Multimodal oscillations in systems with strong contraction

One- and two-parameter families of flows in R3 near an Andronov-Hopf bifurcation (AHB) are investigated in this work. We identify conditions on the global vector field, which yield a rich family of multimodal orbits passing close to a weakly unstable saddle-focus and perform a detailed asymptotic analysis of the trajectories in the vicinity of the saddle-focus. Our analysis covers both cases of sub- and supercritical AHB. For the supercritical case, we find that the periodic orbits born from the AHB are bimodal when viewed in the frame of coordinates generated by the linearization about the bifurcating equilibrium. If the AHB is subcritical, it is accompanied by the appearance of multimodal orbits, which consist of long series of nearly harmonic oscillations separated by large amplitude spikes.
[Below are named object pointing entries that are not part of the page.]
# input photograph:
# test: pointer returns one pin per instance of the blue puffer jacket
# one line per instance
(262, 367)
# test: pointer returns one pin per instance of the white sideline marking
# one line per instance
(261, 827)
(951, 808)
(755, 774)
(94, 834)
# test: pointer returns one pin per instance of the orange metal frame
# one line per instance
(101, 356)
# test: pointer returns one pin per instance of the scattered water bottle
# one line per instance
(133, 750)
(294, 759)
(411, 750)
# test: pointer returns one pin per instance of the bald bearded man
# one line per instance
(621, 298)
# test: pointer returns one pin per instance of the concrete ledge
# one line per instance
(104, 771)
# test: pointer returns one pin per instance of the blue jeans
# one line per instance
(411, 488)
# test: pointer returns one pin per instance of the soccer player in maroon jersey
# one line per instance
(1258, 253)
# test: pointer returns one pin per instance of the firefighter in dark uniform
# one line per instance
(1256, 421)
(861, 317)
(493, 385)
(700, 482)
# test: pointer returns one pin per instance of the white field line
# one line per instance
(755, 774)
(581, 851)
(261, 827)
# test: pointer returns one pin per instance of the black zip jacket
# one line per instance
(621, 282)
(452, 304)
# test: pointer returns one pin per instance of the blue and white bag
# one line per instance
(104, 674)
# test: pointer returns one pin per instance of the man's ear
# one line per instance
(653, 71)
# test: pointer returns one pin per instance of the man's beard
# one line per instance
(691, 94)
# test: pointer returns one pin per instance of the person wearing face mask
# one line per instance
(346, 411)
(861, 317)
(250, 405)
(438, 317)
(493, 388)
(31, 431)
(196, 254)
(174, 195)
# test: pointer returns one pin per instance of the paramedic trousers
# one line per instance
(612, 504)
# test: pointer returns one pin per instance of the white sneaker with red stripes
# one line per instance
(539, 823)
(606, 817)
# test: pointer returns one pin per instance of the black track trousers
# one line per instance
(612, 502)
We analyze the dependence of the interspike intervals (which can be extremely long) on the control parameters. In particular, we show that the interspike intervals grow logarithmically as the boundary between regions of sub- and supercritical AHB is approached in the parameter space. We also identify a window of complex and possibly chaotic oscillations near the boundary between the regions of sub- and supercritical AHB and explain the mechanism generating these oscillations. This work is motivated by the numerical results for a finite-dimensional approximation of a free boundary problem modeling solid fuel combustion.